Let V be the set of ordered pairs [a,b] of real
numbers. Decide with clear reason, whether or
not V is a vector space over a field of real
numbers with addition in V and scaler multiplication on V defined by:
a) [a,b]+[c,d] =[ac, bd]
b) k[a,b] = [ka, kb]
c) [a,b]+[c,d] = [(a+c), (b+d)]
c) k[a,b] = [a,b]
step plz i beg idealess
Scalar multiplication properties makes d wrong, and b correct.
Vector addition rules make a) very wrong, and c correct.
I look at the words "clear reason", and wonder. There properties of vectors are pretty basic, http://www.math.ubc.ca/~feldman/m226/vectorppties.pdf
Vector addition and subtraction
Combined vector operations
To determine if the set of ordered pairs [a, b] of real numbers, denoted as V, is a vector space over a field of real numbers, we need to check if it satisfies the properties of vector addition and scalar multiplication.
Here are the steps to determine if V is a vector space:
1. Check closure under vector addition: For any [a,b] and [c,d] in V, compute [a, b] + [c, d] using the given addition operation.
a) [a, b] + [c, d] = [ac, bd]
b) [a, b] + [c, d] = [(a + c), (b + d)]
Verify if both results are also in V, i.e., if ac, bd, (a + c), and (b + d) are all real numbers. If they are, then V satisfies closure under vector addition.
2. Check existence of additive identity: There must be an identity element, denoted as 0, such that for any [a, b] in V, [a, b] + 0 = [a, b].
Substitute [a, b] and 0 into the addition operation obtained in step 1 to verify if the equation holds true. If it does, then V has an additive identity.
3. Check existence of additive inverse: For any [a, b] in V, there must exist another element, denoted as -[a, b], such that [a, b] + (-[a, b]) = 0.
Substitute [a, b] and -[a, b] into the addition operation obtained in step 1 and verify if the equation yields the additive identity (0). If it does, then V has additive inverses.
4. Check closure under scalar multiplication: For any scalar k and [a, b] in V, compute k[a, b] using the given scalar multiplication operation.
a) k[a, b] = [ka, kb]
b) k[a, b] = [a, b]
Verify if both results are in V, i.e., if ka, kb, a, and b are all real numbers. If they are, then V satisfies closure under scalar multiplication.

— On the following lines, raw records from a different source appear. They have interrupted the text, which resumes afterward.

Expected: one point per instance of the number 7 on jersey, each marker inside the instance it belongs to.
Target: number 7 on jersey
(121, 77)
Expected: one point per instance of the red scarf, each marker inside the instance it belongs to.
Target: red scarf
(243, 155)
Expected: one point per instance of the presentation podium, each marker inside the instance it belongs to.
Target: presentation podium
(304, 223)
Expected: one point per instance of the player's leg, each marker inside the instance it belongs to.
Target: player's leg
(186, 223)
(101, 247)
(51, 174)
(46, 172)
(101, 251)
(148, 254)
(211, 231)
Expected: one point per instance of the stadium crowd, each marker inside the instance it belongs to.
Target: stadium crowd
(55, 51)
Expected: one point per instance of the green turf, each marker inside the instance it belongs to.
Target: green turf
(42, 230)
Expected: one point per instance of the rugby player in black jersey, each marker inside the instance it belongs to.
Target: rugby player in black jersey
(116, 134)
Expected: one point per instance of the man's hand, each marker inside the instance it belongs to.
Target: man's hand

5. Check compatibility with field operations: For any scalars k, l and [a, b] in V, test if the following properties hold:
- Distributive property: k([a, b] + [c, d]) = k[a, b] + k[c, d]
- Distributive property: (k + l)[a, b] = k[a, b] + l[a, b]
- Associative property: (kl)[a, b] = k(l[a, b])
- Multiplicative identity: 1[a, b] = [a, b]
Substitute values into the corresponding operations from earlier steps and verify if the properties hold true. If they do, then V satisfies compatibility with field operations.
If V satisfies all of these properties, then it can be considered a vector space over a field of real numbers. If any one of the properties fails, then V is not a vector space.